Terms and Stages from Piaget (Cognitive Approach)
Jean Piaget
A swiss psychologist who believed that language is controlled by thought.
Sensorimotor
The stage that a child is in between 0-2 years old.
Preoperational
The stage that a child is in between 2-7 years old.
Concrete Operational
The stage that a child is in between 7-11 years old.
Formal Operational
The stage that a child is in after 11 years old.
Object Permanence
A cognitive ability developed in the sensorimotor stage. The ability to realise that an object still exists when you cannot see it.
Egocentrism
A cognitive characteristic of the preoperational stage. The inability to recognise the viewpoints of other people.
Conservation
A cognitive ability developed in the concrete operational stage. The ability to recognise that the content of objects stays the same even when they are placed in a different environment or in a different way.
Class Inclusion
A cognitive ability developed in the concrete operational stage. The ability to classify/organise objects into several categories, and recognise that they can be in several categories at once.
Abstract Thought
A cognitive characteristic of the formal operational stage.
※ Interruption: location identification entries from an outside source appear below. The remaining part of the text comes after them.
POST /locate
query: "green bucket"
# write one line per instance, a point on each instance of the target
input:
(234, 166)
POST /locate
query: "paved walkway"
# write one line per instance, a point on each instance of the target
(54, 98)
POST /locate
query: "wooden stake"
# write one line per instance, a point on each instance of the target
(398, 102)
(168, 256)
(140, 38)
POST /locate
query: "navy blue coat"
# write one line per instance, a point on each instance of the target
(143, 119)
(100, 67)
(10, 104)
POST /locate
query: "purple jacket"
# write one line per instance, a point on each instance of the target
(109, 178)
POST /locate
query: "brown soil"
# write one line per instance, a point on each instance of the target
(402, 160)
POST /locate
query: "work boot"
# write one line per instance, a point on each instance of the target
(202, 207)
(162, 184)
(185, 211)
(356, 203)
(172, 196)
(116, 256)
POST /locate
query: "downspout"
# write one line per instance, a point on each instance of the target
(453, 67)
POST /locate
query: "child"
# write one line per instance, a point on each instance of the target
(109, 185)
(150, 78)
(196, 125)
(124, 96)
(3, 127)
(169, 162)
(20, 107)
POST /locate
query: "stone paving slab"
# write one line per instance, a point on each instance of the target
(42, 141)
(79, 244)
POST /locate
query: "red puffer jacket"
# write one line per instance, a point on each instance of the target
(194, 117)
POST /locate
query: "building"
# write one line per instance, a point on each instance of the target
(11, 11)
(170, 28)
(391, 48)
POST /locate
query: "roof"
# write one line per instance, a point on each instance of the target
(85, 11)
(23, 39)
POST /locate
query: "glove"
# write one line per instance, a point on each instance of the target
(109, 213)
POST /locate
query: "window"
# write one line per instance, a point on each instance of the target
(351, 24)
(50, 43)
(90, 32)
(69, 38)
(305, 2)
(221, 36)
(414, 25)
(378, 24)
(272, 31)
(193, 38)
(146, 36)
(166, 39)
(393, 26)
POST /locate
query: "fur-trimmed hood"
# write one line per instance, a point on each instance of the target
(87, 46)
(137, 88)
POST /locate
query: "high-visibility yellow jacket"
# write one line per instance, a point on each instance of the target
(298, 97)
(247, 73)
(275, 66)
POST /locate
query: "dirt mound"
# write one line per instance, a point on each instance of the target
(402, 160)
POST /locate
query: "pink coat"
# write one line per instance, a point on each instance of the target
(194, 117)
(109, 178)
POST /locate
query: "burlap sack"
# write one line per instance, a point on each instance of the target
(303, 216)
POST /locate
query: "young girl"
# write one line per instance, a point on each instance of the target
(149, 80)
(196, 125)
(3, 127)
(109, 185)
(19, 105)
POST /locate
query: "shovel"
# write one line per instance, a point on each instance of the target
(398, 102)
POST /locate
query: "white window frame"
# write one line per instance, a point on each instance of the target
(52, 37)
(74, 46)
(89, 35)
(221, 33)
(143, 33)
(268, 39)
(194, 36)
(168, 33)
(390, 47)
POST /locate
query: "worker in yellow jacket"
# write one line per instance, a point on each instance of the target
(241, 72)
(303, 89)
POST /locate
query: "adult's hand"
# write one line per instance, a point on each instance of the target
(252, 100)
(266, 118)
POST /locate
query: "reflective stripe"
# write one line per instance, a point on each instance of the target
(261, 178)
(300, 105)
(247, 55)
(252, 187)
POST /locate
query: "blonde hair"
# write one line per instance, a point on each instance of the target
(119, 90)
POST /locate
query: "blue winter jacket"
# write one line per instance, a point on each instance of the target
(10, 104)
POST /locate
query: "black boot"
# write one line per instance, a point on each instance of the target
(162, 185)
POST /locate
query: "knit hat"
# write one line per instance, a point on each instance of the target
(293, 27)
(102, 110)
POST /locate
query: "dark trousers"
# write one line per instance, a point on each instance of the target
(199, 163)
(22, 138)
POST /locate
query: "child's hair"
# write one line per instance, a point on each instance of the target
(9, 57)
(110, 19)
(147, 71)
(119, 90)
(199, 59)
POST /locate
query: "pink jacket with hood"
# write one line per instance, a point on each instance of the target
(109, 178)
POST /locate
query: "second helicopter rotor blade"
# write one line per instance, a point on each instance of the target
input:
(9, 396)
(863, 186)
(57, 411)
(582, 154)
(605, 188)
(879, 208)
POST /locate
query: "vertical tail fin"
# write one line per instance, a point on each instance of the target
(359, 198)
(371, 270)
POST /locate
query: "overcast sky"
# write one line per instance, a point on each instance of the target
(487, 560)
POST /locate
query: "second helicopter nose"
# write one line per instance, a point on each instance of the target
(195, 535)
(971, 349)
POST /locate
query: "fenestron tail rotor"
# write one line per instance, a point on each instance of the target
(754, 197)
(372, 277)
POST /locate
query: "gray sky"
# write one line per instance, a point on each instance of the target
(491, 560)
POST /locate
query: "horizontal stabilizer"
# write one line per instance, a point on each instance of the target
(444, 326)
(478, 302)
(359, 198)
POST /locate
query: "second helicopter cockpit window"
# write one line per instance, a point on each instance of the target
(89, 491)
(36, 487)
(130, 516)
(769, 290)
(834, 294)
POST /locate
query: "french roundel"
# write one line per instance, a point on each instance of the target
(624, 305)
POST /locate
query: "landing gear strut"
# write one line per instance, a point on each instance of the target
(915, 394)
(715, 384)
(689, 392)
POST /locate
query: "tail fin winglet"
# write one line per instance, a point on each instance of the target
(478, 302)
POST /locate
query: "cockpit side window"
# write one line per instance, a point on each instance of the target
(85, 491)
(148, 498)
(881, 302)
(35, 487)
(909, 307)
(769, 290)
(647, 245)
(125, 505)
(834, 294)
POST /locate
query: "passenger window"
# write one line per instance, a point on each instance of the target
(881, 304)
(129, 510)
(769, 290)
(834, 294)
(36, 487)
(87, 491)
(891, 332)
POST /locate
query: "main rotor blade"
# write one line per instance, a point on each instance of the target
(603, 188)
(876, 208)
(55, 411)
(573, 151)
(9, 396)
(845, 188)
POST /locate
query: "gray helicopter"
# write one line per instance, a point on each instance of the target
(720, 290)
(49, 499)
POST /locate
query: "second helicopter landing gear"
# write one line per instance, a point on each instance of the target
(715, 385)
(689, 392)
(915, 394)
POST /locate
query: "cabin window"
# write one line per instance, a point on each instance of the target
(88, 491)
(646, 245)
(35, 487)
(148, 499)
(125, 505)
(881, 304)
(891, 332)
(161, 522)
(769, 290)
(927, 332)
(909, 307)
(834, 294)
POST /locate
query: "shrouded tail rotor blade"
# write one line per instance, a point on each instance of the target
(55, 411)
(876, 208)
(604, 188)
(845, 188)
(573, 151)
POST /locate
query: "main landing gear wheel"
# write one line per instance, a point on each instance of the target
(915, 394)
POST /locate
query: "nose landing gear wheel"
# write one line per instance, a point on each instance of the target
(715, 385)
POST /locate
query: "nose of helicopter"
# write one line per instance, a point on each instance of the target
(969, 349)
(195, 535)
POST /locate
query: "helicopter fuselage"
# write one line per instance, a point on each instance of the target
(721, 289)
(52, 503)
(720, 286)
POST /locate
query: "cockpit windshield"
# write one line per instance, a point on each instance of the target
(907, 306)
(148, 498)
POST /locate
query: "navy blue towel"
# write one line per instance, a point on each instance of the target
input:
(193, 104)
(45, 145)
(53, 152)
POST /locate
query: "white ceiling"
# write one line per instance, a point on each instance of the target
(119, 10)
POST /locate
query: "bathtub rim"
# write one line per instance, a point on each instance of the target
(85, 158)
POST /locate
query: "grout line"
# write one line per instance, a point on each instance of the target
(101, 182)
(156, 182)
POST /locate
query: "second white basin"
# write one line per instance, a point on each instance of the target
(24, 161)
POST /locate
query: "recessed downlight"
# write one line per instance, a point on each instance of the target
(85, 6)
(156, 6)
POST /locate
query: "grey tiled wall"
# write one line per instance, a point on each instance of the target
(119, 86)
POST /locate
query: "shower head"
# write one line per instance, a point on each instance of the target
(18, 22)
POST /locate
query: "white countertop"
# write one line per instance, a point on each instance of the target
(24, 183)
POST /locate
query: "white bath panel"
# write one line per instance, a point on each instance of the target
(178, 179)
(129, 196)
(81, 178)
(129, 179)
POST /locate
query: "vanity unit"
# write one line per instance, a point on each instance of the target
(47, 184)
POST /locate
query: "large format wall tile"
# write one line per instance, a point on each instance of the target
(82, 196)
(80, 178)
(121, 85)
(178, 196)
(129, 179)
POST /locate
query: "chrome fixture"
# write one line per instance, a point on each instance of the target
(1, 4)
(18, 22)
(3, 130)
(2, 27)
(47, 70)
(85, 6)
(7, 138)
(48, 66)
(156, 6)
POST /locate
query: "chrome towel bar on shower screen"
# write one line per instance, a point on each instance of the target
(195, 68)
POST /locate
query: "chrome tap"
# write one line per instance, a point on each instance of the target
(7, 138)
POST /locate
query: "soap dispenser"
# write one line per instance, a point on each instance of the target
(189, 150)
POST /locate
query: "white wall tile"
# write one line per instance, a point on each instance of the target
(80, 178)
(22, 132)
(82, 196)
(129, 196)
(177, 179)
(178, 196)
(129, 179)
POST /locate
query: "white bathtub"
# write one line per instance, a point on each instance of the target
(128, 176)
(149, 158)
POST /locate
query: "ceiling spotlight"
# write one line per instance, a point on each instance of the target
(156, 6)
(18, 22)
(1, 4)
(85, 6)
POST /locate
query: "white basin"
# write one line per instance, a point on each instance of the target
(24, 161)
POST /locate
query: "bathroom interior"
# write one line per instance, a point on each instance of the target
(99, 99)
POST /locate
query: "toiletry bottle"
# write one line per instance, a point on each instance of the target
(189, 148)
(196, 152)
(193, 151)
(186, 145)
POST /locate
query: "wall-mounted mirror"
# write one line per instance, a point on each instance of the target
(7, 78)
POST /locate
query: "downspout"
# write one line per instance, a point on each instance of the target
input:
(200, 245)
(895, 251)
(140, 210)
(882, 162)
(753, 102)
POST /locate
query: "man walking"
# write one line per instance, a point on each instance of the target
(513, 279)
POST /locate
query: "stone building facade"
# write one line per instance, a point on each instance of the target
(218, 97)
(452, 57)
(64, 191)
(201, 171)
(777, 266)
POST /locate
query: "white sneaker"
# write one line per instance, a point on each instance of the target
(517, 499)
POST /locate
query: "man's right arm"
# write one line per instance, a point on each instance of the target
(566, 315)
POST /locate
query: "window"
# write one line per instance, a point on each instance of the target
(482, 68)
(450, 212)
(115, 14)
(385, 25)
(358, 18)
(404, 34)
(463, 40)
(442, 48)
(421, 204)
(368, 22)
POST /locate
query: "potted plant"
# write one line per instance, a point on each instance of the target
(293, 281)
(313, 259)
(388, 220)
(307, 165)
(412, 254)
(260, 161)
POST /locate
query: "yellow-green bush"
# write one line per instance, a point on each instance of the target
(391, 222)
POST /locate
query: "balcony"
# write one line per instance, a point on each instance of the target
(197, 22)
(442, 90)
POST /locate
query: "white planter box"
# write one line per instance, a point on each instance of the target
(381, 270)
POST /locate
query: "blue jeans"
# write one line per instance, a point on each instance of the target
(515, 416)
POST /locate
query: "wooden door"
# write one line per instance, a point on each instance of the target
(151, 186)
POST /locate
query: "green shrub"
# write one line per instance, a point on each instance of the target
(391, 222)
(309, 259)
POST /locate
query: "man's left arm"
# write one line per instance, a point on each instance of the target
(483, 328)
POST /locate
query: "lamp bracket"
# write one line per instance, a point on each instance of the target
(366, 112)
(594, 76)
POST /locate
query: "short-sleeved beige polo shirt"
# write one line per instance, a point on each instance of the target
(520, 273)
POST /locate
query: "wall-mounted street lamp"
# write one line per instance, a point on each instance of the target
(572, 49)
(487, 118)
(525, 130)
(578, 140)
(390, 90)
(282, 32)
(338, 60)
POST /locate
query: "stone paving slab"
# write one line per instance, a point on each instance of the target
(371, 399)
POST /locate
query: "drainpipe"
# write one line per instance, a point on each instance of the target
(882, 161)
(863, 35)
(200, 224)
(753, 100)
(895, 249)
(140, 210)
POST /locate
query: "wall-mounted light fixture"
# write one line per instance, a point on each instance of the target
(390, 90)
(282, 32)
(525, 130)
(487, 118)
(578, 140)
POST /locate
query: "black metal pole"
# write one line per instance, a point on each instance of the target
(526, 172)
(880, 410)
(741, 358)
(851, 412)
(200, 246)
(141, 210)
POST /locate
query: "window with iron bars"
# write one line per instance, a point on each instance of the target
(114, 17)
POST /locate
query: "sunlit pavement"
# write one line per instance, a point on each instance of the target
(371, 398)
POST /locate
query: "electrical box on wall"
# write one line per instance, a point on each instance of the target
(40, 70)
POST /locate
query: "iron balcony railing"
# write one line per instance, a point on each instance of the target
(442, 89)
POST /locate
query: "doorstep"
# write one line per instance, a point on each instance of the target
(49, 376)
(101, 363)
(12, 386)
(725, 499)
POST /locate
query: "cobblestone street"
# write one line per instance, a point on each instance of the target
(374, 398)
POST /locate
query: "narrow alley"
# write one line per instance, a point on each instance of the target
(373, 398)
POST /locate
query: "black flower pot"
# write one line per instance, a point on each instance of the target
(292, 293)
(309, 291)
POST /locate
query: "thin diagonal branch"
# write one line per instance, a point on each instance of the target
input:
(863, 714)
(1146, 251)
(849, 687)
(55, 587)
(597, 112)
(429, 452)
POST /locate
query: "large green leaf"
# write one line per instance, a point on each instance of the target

The ability to understand concepts which are not concrete/definite ideas, such as “screen” (concrete) and “weight” (abstract).
Schema
A mental representation about concepts and objects in our environment.
Assimilation
An object being placed into the same schema as another because they share many physical descriptors. (A fox may be classified as a cat because it has big ears, a long tail, is orange, and is fluffy).
Accommodation
A new schema being developed when a new object or idea doesn’t match with any which already exist. (A raccoon may not fit the schema of a ‘cat’, so a new schema would be made for it).